Ipod et street-culture…
où pourquoi les filles que vous croisez dans la rue finissent toutes les soir par se masturber toutes seules chez elles
La rue représentait sans nul doute le lieu de prédilection des dragueurs authentiques. Aborder une inconnue sur un trottoir en imaginant une réplique drôle, s’assoir sur le banc d’une belle intello lisant un bouquin en s’imiscant dans sa lecture, demander du feu, faire semblant d’être perdu, complimenter une nana élégante… Toutes ces approches autrefois banales semblent avoir vécu, lorsque l’on se penche sur les nouvelles habitudes de la femme du XXIe siècle. Afin de ressembler aux plus emblématiques gravures de mode vues à la télé, la femme de la rue se doit de faire la gueule et de ne regarder personne. Parce qu’elles le valent bien! Autre constat, l’ouïe est devenu un sens inaccessible également: balladeurs mp3, téléphones portables… Combien avez vous déjà croisé de femmes qui vous plaisaient, à qui vous auriez aimé parler, totalement absorbées par leurs appareils et hermétiques au monde extérieur..?
La technologie sépare les êtres, dirait-on. L’apparition des sites de rencontres sur internet semble avoir amorçé une sensible dégradation de la communication entre les hommes et les femmes. Désormais, on s’éloigne pour mieux se rapprocher. Un monde de fous me dites vous?

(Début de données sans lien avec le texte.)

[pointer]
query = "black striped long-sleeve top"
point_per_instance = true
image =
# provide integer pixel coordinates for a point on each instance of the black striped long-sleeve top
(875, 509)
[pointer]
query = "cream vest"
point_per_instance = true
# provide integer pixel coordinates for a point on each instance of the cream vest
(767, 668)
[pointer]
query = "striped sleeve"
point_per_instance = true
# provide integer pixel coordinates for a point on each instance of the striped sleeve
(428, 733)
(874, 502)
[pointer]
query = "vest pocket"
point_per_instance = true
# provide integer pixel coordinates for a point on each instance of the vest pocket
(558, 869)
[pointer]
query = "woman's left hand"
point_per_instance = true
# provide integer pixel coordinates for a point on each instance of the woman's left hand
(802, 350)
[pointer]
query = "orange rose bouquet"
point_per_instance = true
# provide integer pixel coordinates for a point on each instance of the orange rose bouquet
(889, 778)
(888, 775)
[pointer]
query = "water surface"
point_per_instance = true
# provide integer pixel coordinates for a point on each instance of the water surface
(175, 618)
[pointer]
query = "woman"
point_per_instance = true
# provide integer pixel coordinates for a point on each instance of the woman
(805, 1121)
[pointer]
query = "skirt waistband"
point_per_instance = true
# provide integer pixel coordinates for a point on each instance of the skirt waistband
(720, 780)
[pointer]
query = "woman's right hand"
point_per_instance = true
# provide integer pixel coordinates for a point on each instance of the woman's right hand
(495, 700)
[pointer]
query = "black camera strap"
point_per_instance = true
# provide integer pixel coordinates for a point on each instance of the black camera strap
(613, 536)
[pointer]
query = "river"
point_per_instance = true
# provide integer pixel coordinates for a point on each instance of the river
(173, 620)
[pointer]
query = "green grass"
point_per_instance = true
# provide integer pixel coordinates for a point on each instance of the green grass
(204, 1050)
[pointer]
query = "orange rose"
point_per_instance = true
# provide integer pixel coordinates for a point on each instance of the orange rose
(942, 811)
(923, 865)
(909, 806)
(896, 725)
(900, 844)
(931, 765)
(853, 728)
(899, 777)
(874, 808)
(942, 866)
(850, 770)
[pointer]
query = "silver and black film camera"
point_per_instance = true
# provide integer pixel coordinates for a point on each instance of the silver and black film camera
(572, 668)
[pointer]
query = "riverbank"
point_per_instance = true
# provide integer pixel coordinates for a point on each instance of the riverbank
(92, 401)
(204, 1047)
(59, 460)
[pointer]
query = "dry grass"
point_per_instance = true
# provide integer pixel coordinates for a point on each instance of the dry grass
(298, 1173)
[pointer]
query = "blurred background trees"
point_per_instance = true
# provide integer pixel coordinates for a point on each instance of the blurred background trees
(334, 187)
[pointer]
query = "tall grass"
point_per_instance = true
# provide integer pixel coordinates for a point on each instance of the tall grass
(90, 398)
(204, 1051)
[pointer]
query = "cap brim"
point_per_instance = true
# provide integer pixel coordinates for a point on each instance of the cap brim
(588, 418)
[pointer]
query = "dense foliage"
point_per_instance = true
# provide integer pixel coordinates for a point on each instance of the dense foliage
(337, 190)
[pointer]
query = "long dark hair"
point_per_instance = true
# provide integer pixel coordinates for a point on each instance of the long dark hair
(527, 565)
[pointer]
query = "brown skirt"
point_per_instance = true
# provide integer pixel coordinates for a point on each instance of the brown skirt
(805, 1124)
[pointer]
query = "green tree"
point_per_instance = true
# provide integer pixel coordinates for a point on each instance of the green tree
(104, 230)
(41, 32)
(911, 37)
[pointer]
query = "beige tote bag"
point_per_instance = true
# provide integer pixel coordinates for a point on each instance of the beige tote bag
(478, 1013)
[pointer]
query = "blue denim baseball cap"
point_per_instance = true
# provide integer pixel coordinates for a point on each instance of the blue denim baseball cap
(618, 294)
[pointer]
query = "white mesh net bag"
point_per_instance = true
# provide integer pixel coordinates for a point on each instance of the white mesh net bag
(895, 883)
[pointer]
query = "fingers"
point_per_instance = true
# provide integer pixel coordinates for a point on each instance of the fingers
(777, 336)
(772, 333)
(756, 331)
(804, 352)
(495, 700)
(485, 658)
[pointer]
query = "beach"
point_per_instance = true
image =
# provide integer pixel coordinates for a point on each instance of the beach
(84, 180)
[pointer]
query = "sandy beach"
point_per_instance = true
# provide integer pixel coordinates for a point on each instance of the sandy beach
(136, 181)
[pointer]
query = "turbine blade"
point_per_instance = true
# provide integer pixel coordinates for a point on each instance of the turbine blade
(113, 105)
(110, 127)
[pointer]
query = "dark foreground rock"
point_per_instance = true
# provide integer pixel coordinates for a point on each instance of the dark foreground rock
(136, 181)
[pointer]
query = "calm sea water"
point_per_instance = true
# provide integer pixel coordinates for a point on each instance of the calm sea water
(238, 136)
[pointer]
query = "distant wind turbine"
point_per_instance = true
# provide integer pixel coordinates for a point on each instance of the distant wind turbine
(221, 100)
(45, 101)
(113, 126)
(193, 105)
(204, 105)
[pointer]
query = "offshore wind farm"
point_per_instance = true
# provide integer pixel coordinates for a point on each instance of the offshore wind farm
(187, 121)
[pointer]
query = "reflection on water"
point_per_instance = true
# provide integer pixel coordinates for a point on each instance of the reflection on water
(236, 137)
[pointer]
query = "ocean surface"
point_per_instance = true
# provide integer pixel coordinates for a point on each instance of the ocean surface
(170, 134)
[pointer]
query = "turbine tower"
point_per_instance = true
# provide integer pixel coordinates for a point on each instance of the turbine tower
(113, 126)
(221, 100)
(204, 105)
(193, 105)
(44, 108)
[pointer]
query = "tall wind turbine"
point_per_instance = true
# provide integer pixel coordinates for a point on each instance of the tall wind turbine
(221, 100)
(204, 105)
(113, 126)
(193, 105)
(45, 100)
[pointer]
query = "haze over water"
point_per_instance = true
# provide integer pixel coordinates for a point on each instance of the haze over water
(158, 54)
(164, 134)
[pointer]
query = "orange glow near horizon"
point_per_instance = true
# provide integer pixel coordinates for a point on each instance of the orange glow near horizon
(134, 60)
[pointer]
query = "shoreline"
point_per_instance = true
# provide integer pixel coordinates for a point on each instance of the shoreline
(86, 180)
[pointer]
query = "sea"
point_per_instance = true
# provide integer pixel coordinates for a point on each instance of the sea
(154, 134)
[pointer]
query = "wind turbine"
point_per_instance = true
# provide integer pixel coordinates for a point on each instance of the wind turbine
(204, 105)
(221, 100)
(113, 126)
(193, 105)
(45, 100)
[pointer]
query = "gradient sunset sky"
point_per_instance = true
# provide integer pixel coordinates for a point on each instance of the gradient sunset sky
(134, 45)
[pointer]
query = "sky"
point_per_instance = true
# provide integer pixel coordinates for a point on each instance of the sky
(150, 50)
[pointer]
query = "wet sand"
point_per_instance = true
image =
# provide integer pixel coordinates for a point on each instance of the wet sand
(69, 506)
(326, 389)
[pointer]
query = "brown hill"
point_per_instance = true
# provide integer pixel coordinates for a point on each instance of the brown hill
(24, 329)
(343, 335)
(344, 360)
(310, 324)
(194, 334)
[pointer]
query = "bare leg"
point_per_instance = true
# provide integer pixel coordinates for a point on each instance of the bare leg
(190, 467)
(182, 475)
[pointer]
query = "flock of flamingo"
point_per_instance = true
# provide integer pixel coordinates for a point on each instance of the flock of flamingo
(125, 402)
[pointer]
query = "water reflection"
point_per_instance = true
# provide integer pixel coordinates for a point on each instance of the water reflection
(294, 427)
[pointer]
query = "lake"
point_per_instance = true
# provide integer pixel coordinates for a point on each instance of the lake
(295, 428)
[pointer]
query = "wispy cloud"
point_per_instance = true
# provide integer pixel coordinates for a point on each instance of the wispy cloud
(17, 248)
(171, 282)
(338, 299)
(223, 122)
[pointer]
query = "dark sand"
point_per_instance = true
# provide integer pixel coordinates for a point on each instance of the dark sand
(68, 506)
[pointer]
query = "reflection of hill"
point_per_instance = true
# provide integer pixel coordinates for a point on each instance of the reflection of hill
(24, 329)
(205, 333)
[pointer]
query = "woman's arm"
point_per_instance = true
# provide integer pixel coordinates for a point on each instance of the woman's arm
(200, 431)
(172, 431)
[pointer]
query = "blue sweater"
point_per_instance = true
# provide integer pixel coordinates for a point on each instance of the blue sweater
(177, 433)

En quelque sorte, si l’on considère que de plus en plus de femmes se plaignent de ne plus se faire aborder par les hommes. Entre l’image de la femme actuelle castratrice et carriériste et celle dela chienne de garde, à coups de parité dans le travail et d’ émancipation, nos idéaux masculins en ont pris un coup. La femelle du XXIe siècle déclenche une peur inconsciente chez tous les garçons bien élevés. Ceux à qui la religion et l’éducation on inculqué que la femme est l’avenir de l’homme, une princesse à qui l’on doit amour et fidelité. Foutaises. Mais quand Jacques-Henri est lâché dans l’Arène, il s’aperçoit qu’on lui a menti sur toute la ligne.
Une époque de fous
On vit une époque de fous non? Les femmes voulaient la parité, elles l’ont. Et les hommes dans tout ça? Des millénaires de mécanismes sociaux remis en cause en l’espace de quelques décennies, ça a de quoi dérouter. Aussi vrai que la technologie éloigne -paradoxalement- les êtres, les moeurs des femmes ont changé, et donc celles des hommes. La drague considérée comme une pratique minable et rabaissante, pourtant discrètement voulue par la plupart des nanas? Alors si je n’ai qu’un conseil à donner messieurs, transgressez, nagez à contre-courant, n’écoutez que vos instincts (correction de Stéphane : non pas les plus bas, mais les plus hauts): vous en serez un jour ou l’autre recompensés.